Lately I focused some of my time on studying how to build oneself in the business of self-publishing books — in other words, marketing.
When it comes to gaining attention, my knowledge-base was born out of the music industry — promoting bands, representing albums, and selling my services as a solo Highland bagpiper for people’s life events ranging from weddings to retirement parties and of course funerals. I applied this DIY gumption and (albeit subtly) my rock ‘n’ roll marketing approach to period of my business when I was producing baked goods, and I have been continuing this into this new endeavour of writing and self-publishing recipe books.
As you will recall from my 07Nov2017 blog post, an online friend — Aleta — generously offered to send one of her earlier e-readers to me. She wanted to support my plan to turn my first recipe book into an e-reader edition, and it helps to have a device to view your work as you are converting your book file into an e-reader file. As I have been learning about the conversion process I have also started learning about other authors publishing and marketing their e-books. Much to this voracious reader’s joy I have also learned about free e-books! Among these I have found books and articles on marketing. This morning I read a marketing article that enhanced both thoughts and plans I already had…
How to Turn your Book into 18 STREAMS of Income
by Kary Oberbrunner
Go-getters, movers and shakers, creative people, and artist have at least two things in common — we all have great ideas to work from and we all make mistakes.
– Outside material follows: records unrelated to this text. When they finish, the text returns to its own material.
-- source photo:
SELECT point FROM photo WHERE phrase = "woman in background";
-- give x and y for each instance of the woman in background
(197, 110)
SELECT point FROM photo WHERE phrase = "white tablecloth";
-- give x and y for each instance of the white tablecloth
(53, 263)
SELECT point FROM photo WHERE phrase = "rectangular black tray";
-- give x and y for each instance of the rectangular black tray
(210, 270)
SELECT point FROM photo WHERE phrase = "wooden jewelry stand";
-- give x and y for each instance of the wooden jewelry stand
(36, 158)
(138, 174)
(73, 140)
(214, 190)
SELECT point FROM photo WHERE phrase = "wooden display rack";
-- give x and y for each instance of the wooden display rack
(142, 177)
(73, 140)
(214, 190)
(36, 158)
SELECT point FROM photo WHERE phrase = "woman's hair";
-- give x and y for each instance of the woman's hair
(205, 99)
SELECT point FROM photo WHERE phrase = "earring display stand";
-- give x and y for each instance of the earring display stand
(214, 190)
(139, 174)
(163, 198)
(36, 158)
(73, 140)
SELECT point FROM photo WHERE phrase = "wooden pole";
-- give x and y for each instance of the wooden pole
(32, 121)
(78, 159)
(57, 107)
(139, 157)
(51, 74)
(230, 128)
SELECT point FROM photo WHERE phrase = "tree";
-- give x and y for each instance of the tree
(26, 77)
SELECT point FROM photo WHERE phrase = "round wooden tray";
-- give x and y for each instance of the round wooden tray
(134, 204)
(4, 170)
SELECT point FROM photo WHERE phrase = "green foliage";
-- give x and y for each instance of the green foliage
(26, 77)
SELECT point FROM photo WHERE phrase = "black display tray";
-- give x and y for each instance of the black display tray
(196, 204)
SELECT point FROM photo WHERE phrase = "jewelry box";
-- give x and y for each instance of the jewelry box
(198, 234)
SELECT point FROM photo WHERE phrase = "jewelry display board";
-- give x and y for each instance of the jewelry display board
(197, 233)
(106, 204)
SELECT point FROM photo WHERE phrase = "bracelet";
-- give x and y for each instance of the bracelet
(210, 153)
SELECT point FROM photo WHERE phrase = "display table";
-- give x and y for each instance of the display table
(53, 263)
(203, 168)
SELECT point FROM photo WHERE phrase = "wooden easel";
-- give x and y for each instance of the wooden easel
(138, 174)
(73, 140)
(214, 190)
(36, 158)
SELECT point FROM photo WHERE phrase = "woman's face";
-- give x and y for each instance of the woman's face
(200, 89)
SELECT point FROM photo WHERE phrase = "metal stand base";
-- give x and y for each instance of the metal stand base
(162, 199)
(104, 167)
When we learn from our mistakes or learn about mistakes to avoid and-how we all grow!
Kary Oberbrunner’s article “How to Turn your Book into 18 STREAMS of Income” points out marketing mistakes for writers to avoid (like thinking of books as business cards) along with options and opportunities that they may have not realized. Some of what Mr. Oberbrunner presents in his article I am already familiar with and is parallel to my direction — other elements have shown me new ideas or ways to think differently about things I already know.
His main focus in this article is for writers to turn their books into an income stream. One morsel — section 2 on ebooks, suggesting why most (every?) author should turn their printed book into an e-book — particularly resounded with my plans and I had an AH-HA! moment. The gist of the writing was …
“Ebooks are as close as your smartphone. You can read an ebook while standing on a subway, sitting in a doctor’s office, or waiting in line at the grocery store.”
Relative to my recipe book everything before ‘grocery store’ made sense once I read ‘grocery store‘.
Folks haul their phones everywhere, and often folks with e-readers haul them everywhere, too. They might have 100+ books on their e-reader but they don’t haul 100 books everywhere. Most of the books I have put on my phone duplicate to my e-reader and vice versa.
While I have queried and found that most people prefer to NOT cook or bake working from recipes on an e-screen, it could still be beneficial to have your recipes — or preferably My Recipes (<– I am not above shameless self promotion) — on your phone or e-reader. Folks don’t haul all their recipe books to work where they think about what they are going to make for dinner, and then haul those books to the grocery store where they double check ingredients they are going to buy.
The big AH-HA! I had was…
I had already planned to convert my book to an e-book, but now I am thinking — PLEASE put my recipe book on your electronic device. If you don’t want to work in the kitchen from an electronic screen, I understand — to each their own — but bring it with you when you shop, or when you are going to be thinking about what you’re going to make for your friends or family. Or what you might make for the hottie in the accounting department at work whom you just landed a date with!